Monday, December 11, 2006

Hilary Cloos: Ivy League Farrier

It has been ten years since Hoofcare & Lameness subscriber Hilary Cloos graduated from Harvard University with a degree in physics. Just as many of her classmates went on to graduate studies in physics at places like New York's Cornell University, Hilary also headed to Cornell...but she chose to apply her physics to horses by studying with Michael Wildenstein to become a farrier.

The Harvard Crimson, daily campus newspaper for the sprawling city-of-ivy down the road, published a tribute article to Hilary today. She is one of their unique graduates, that's for sure!
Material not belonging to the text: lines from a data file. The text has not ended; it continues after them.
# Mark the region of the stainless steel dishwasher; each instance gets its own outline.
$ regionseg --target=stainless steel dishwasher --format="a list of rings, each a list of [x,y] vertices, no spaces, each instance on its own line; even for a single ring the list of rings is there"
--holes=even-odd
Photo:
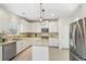
[[[16,54],[16,42],[2,46],[2,60],[9,61]]]

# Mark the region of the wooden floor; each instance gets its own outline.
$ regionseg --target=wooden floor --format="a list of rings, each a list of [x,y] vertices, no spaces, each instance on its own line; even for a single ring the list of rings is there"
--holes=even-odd
[[[50,61],[69,61],[69,50],[67,49],[58,49],[49,48],[49,60]],[[12,61],[32,61],[32,49],[28,48]]]

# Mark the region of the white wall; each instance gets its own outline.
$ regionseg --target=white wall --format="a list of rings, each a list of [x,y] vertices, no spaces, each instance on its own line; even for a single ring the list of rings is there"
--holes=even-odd
[[[59,48],[69,48],[69,17],[59,18]]]
[[[69,48],[70,23],[76,18],[86,17],[86,4],[81,4],[70,17],[59,18],[59,47]]]
[[[71,22],[74,22],[76,18],[86,17],[86,4],[81,4],[78,9],[74,12],[74,14],[71,16]]]

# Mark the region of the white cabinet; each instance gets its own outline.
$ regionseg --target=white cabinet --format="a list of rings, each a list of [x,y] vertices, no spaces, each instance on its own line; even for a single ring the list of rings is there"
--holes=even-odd
[[[59,47],[58,38],[50,38],[49,39],[49,46],[50,47]]]
[[[38,22],[34,22],[34,23],[30,23],[30,33],[41,33],[41,26],[40,26],[40,23]]]
[[[9,23],[11,22],[10,14],[0,9],[0,31],[5,30],[8,31]]]
[[[29,47],[29,40],[23,39],[16,41],[16,54]]]
[[[58,22],[49,22],[49,33],[58,33],[59,26]]]
[[[23,50],[23,42],[16,41],[16,54]]]

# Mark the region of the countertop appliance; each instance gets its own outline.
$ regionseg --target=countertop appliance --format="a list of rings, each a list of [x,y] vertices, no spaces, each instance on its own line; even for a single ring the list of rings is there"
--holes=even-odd
[[[70,24],[70,60],[86,60],[86,17]]]

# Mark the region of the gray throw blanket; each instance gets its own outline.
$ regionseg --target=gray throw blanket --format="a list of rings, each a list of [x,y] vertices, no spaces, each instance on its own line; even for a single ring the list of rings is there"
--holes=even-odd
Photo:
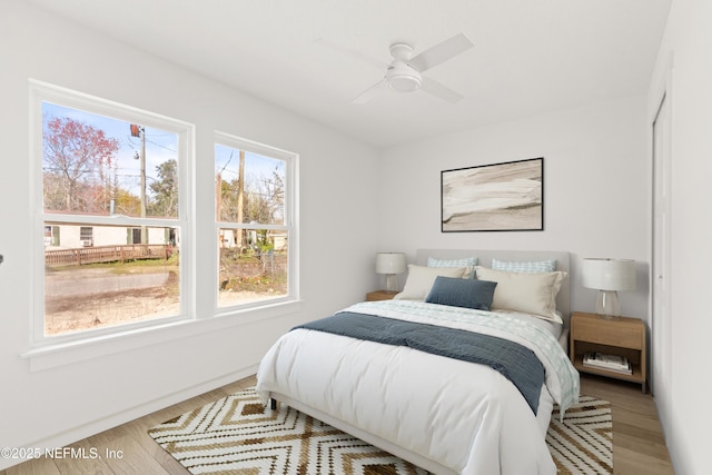
[[[510,379],[536,414],[544,366],[531,349],[504,338],[456,328],[343,311],[299,325],[357,339],[407,346],[463,362],[488,365]]]

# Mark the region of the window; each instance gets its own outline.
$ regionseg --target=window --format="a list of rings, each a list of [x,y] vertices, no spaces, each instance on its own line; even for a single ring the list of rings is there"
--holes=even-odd
[[[294,154],[216,135],[218,307],[295,297],[295,161]]]
[[[187,318],[192,127],[39,82],[31,91],[34,343]]]

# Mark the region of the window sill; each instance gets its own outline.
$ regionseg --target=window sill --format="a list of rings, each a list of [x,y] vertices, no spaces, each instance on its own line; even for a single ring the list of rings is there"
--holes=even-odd
[[[300,308],[300,300],[289,300],[249,310],[226,311],[210,318],[171,321],[165,325],[36,347],[22,353],[20,357],[28,359],[30,372],[36,373],[116,353],[189,338],[204,333],[219,331],[257,320],[277,318],[299,311]]]

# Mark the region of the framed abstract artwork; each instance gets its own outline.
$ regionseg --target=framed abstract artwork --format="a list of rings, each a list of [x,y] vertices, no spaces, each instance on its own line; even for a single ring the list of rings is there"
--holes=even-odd
[[[441,172],[443,232],[544,229],[544,158]]]

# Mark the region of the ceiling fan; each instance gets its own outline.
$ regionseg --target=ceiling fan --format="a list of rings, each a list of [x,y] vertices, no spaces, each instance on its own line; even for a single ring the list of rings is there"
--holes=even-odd
[[[400,92],[413,92],[423,90],[435,97],[444,99],[448,102],[457,102],[463,98],[462,95],[447,88],[443,83],[431,79],[422,73],[428,69],[438,66],[455,56],[465,52],[474,46],[474,43],[464,33],[454,36],[453,38],[441,42],[416,56],[413,56],[414,48],[406,42],[394,42],[390,44],[390,55],[393,61],[384,63],[374,60],[360,52],[352,51],[348,48],[334,44],[324,39],[318,40],[320,43],[340,50],[352,57],[366,60],[372,65],[385,68],[384,78],[370,88],[366,89],[360,96],[354,99],[353,103],[364,103],[376,96],[390,90]]]

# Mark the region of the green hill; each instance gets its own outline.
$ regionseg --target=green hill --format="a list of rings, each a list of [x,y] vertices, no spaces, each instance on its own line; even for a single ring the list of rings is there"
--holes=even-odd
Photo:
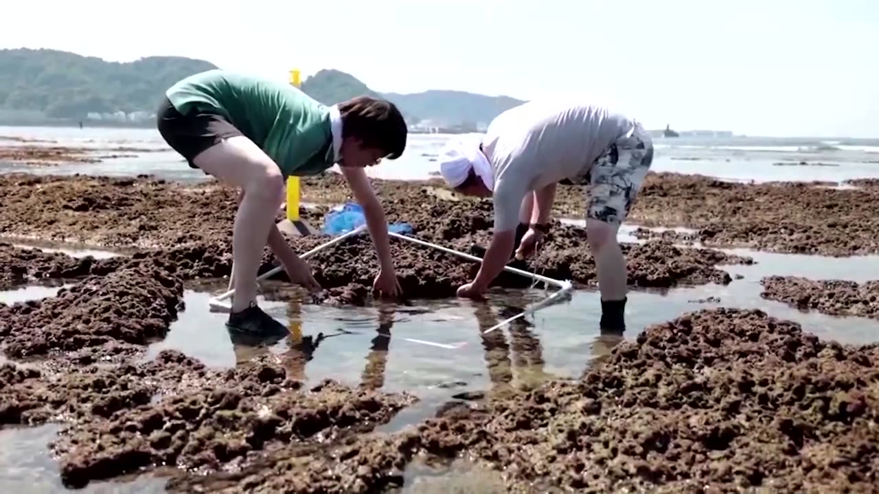
[[[130,62],[49,49],[0,50],[2,120],[81,120],[88,113],[155,112],[169,86],[213,63],[177,56]]]
[[[0,125],[151,126],[163,91],[177,81],[216,66],[203,60],[150,56],[129,62],[51,49],[0,50]],[[350,74],[320,70],[302,91],[331,105],[355,96],[387,98],[410,123],[434,125],[488,122],[522,103],[454,91],[415,94],[379,93]]]
[[[454,125],[462,121],[488,123],[505,110],[524,101],[508,96],[486,96],[462,91],[432,90],[412,94],[384,93],[401,110],[425,120]]]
Although...US Senator Lincoln Chafee of Rhode Island went to Montana State to study horseshoeing with Scott Simpson after he graduated from Brown University, also an ivy league school. Maybe there is a secret society of recovering ivy leaguers who are now servants of the hoof!

Here's the link to the Crimson's excellent article about Hilary Cloos, an upstanding citizen of the farrier nation:

Here are five things you probably don't know about Harvard University: 

1) Harvard closed its vet school in 1901 and paid the remaining students to go to Penn; 

2) Harvard's Museum of Comparative Zoology contains one of the largest collection of fossil bones of pre-Equus horse species, including a dazzling array of coffin bones and one of New Mexico's famous examples of what is called the Hagerman Horse

3) the university has a thriving mammal and bird locomotion laboratory in nearby Bedford at the university's Concord Field Station, where studies on horses are sometimes done and all the force plates are ready to do more; 

4) Dr. Castle McLaughlin, a cultural anthropologist and professor at Harvard's Peabody Museum, is founder of the Nokota Horse Conservancy, and compiled a 300-page study of the unique herd of wild horses in North Dakota, who are believed to be descended from the ponies of Sitting Bull.

5) Harvard University Press published a book I use a lot in research, Horse Power: A History of the Horse and Donkey in Human Societies by Juliet Clutton-Brock and most recently, the beautiful book Horses : History, Myth, Art by Catherine Johns.

And something that matters to me: Harvard has been scanning some of its old and rare horseshoeing texts and adding them to the online archive of accessible references. Thank you!